December 17, 2021

NM Senate approves House map, heads to governor’s desk

Proposed state House map as part of HB8 in the 2021 second special legislative session.

The New Mexico state Senate approved a bill that would redraw state House maps on a 24-13 vote. HB 8 is one of four proposals that would draw state political districts in the current special legislative session. 

The Senate floor debate for HB 8 came just after the Senate spent hours debating its own political boundaries and was much shorter than that of the Senate map proposal. 

Sen. Daniel Ivey-Soto, who presented the proposal, said the map met both deviation and population number requirements. 

While there is somewhat of an unspoken rule that the Senate and House do not make significant changes to each other’s maps, Republicans offered one amendment, presumably to make a point and discussed amendments they said they would like to make, but didn’t. 

Sen. Cliff Pirtle, R-Roswell, offered up an amendment to pair Speaker of the House Brian Egolf, D-Santa Fe in the same district as Rep. Andrea Romero, D-Santa Fe, but he ultimately withdrew the amendment. 

“We just passed a set of Senate maps that left a couple members paired, and this would pair a couple members in the House,” Pirtle said before withdrawing his amendment. “So that way, we have some continuity between the bodies.”

HB 8 already pairs a number of incumbents together. 

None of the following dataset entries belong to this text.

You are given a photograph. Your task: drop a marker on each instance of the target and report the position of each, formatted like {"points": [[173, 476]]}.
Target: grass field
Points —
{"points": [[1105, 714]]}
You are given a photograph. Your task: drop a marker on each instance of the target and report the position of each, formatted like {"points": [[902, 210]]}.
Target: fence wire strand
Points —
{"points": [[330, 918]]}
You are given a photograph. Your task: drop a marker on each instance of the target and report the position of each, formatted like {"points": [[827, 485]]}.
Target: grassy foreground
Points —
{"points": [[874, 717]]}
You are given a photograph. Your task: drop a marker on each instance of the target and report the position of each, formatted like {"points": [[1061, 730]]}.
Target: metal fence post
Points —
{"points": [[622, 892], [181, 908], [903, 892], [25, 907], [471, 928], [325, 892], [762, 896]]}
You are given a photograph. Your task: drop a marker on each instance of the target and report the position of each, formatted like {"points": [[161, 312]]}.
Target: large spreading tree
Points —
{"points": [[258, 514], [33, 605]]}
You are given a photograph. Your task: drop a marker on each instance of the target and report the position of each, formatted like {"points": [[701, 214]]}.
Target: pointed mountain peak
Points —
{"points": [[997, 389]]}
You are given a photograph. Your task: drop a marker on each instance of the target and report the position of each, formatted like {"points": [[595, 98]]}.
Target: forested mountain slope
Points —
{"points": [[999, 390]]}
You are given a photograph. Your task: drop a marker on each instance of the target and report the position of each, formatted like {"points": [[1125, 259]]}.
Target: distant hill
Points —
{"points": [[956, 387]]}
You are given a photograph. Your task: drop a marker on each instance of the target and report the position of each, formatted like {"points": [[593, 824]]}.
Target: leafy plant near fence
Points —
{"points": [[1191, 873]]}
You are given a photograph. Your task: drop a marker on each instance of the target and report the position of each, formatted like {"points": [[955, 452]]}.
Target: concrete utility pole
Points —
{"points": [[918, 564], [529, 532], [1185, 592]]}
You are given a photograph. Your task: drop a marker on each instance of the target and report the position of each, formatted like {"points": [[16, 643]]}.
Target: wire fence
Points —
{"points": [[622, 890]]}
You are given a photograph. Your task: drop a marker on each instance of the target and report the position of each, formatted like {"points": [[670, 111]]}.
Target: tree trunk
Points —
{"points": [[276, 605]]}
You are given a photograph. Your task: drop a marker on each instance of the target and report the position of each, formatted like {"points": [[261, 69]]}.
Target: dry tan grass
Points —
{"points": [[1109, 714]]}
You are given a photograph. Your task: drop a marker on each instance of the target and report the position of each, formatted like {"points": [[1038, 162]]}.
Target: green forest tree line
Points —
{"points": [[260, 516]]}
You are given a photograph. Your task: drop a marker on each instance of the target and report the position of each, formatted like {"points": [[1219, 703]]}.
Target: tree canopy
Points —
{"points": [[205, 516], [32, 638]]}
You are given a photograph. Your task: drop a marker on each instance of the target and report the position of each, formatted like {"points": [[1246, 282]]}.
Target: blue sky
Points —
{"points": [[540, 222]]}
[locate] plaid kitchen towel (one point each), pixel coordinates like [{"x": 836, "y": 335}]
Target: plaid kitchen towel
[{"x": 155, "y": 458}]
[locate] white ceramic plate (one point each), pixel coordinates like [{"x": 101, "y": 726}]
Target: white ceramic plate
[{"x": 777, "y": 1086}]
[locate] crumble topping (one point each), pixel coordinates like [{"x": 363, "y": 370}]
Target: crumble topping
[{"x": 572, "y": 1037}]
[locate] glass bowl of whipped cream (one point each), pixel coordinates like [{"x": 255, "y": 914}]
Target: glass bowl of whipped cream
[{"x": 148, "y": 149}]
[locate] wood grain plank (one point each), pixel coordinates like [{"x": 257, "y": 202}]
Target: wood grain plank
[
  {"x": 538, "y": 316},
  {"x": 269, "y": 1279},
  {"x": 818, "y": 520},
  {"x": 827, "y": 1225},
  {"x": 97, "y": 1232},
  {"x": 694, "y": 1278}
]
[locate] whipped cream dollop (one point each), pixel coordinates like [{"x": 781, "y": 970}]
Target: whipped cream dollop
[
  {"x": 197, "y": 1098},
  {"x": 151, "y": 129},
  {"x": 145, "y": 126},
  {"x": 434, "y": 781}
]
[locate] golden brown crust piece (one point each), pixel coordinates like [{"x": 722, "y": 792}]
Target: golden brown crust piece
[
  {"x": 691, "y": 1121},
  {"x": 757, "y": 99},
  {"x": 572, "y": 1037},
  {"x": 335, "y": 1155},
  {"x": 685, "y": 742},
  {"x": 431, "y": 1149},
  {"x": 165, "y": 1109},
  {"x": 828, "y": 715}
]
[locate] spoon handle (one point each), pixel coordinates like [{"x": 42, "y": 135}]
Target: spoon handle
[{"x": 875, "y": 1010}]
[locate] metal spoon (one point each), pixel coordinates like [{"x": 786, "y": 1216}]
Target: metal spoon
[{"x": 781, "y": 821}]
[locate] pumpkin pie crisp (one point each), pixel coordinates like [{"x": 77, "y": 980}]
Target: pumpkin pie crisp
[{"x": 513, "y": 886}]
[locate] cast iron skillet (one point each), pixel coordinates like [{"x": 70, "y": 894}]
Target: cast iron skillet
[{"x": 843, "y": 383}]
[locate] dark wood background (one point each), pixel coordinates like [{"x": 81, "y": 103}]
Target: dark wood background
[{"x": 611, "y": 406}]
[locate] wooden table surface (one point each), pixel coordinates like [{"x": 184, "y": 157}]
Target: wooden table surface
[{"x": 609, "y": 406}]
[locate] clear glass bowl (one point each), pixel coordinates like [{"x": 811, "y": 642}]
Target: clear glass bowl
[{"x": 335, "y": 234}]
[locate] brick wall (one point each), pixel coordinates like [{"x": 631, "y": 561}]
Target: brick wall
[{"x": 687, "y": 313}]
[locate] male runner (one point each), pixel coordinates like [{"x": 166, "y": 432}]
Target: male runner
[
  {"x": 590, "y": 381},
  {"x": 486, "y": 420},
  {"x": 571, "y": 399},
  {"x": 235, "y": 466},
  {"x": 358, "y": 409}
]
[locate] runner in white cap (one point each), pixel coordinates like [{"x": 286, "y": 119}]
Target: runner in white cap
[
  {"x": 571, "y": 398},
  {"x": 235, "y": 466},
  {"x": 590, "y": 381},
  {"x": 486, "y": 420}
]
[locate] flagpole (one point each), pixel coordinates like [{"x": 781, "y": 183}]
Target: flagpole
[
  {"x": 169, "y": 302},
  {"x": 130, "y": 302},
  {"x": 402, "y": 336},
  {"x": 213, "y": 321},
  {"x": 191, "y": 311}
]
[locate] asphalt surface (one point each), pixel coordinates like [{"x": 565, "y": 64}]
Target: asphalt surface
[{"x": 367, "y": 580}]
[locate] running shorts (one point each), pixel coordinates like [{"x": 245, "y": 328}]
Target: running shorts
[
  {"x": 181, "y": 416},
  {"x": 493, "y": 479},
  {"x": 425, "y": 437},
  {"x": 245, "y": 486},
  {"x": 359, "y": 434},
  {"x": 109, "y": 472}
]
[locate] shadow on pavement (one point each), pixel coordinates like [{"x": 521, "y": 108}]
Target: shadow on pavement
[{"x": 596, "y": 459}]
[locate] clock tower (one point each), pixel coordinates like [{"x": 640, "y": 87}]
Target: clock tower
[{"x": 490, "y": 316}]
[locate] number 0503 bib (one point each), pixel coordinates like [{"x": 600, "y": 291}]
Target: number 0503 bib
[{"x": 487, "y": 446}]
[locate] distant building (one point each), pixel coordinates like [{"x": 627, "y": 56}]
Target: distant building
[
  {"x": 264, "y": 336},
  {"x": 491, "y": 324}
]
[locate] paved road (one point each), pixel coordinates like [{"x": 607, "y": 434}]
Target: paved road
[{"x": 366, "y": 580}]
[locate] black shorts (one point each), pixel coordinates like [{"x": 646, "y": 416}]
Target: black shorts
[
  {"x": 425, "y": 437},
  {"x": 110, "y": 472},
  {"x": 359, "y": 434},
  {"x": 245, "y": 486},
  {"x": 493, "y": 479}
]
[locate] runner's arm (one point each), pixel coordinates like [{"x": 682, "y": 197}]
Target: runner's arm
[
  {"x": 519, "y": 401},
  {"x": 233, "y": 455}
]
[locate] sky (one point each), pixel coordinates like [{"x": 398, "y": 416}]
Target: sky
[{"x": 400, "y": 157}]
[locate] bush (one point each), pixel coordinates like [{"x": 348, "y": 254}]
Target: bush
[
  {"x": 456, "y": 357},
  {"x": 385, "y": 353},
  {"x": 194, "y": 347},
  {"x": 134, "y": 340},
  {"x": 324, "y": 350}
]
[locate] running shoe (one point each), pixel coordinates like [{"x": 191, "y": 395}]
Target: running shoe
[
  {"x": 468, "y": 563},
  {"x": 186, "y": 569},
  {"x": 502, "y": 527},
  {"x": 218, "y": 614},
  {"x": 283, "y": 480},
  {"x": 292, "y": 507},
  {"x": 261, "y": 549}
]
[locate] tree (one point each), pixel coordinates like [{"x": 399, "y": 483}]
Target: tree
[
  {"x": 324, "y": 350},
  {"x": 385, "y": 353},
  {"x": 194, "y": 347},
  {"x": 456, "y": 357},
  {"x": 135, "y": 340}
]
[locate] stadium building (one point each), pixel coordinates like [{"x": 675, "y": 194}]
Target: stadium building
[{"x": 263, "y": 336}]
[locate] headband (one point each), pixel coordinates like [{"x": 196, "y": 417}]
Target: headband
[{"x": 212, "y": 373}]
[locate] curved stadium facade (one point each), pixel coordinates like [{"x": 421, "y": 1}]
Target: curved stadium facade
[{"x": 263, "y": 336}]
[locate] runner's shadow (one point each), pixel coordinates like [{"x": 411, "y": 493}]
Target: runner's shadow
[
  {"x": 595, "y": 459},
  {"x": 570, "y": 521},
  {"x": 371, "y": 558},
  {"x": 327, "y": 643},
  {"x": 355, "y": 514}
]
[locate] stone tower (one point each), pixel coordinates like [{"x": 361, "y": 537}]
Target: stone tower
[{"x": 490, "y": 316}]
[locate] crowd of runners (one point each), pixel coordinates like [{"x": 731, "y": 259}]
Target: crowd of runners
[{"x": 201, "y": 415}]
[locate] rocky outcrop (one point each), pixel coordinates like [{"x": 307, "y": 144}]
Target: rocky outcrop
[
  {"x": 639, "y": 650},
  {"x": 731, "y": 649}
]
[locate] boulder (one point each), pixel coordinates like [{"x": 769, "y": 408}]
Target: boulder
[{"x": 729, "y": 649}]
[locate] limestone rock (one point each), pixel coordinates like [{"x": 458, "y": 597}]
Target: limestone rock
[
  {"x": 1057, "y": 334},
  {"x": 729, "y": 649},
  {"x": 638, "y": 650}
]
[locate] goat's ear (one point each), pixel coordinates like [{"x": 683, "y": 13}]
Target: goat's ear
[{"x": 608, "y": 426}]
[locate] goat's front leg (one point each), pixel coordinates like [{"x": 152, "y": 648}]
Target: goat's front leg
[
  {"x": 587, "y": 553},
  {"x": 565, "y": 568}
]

Sen. Craig Brandt, R-Rio Rancho, said he took issue with how the House redrew the boundaries for districts currently represented by Rep. Jane Powdrell Culbert, R-Rio Rancho. HB 8 proposes to shift much of that district into Corrales. Brandt said he took issue with House Democrats approving a map that significantly changes a district represented by an African American woman. 

“The people in her district respect her and she has served this state in a bipartisan way and has been a strong voice for minority communities in the state,” Brandt said. 

Brandt added that he had a floor amendment ready to go, but opted not to push it unless he saw there was widespread support for it. 

Ivey-Soto introduced a floor amendment that would reverse a previous amendment made during a previous committee hearing. The committee amendment cleaned up language in the bill and clarified the process for when precincts are split between House districts. Ivey-Soto said he decided to reverse the amendment on the floor because it was not consistent with any of the other maps that have advanced, but that he would like to address it in the 30-day session. 

Since any changes from the Senate were negated, the bill now heads to the governor’s desk.